According to the weekly market summary that Kaiko provides, the number of trades that take place each and every day has been gradually increasing throughout this year. At the conclusion of the year 2022, it had dropped to its lowest point since the beginning of the year. A contributing factor to this was the distress that was felt by merchants following the crash of FTX.
Still, the mood seems to have gotten “significantly” better so far in 2023, and the report said that the daily volume of BTC passed $14 billion in February.
The author of the study also said,
“The total volume is also higher than it was at the end of 2022, and it seems to be stuck at $10 billion per day, whereas it was about half that at the end of last year.”
Kaiko also said that since May 2022, the number of people trading BTC and ETH has been at its lowest.
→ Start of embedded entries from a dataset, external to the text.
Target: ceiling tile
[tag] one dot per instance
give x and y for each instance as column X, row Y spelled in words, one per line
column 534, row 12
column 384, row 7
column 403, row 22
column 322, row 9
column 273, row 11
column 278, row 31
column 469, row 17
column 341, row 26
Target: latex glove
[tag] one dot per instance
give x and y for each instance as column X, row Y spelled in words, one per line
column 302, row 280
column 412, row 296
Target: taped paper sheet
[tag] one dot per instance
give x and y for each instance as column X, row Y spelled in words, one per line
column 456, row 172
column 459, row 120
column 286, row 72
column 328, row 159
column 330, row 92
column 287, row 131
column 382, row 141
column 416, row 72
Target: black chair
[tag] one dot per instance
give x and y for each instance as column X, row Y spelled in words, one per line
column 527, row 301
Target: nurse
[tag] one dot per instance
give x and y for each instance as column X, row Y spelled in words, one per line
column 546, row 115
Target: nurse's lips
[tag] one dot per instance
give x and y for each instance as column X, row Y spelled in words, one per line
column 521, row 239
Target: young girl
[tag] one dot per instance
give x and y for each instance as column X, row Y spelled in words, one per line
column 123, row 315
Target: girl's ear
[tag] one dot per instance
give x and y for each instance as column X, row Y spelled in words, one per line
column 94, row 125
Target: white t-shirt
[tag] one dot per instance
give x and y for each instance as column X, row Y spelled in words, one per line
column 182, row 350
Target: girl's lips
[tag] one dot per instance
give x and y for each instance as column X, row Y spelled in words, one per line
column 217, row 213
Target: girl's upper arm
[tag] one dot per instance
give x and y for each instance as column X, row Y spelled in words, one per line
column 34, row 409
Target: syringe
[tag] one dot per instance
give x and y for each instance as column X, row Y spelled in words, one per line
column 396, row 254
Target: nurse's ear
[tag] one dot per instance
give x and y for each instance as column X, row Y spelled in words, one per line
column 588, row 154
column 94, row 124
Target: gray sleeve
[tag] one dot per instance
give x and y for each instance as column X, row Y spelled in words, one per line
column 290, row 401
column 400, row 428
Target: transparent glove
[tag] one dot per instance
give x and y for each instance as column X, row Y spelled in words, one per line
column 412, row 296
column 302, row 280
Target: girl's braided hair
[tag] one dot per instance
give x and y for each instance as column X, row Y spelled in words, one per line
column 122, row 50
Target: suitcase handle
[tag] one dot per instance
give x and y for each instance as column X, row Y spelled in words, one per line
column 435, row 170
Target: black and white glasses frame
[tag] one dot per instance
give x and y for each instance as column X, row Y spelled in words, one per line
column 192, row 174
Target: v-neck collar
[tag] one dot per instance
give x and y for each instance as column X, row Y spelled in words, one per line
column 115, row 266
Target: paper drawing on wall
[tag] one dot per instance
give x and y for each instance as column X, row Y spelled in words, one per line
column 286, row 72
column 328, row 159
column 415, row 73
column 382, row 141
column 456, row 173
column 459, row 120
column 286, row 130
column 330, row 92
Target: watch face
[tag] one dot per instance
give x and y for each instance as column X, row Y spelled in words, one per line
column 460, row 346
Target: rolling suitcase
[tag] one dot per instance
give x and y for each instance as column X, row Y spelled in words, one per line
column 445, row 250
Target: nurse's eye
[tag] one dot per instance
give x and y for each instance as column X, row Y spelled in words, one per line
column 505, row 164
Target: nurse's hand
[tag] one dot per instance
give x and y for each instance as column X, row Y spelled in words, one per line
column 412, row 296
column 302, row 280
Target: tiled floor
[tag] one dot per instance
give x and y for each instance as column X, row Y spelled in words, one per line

It said that “the liquidity of native units kept going down last week, reaching its lowest level since the Terra collapse.”
It also said that the BTC 2% market depth on 15 centralized exchanges dropped to 6,800 BTC, which is almost three times less than its peak in October. In October, there were 139,000 ETH on the market, but in November, there was only about 57,000 ETH.
In November, the price of Bitcoin dropped to $15,700, but since then, it has gone up to its current level of $23,283. It had gone down 0.5% in a day and 6% in a week by 10 a.m. UTC on Tuesday.
At the same time, the price of ETC was $1,621, which was 1% less than it had been 24 hours before and 4.7% less than it had been seven days before. Since it dropped to $1,095 in November 2022, this is a big jump.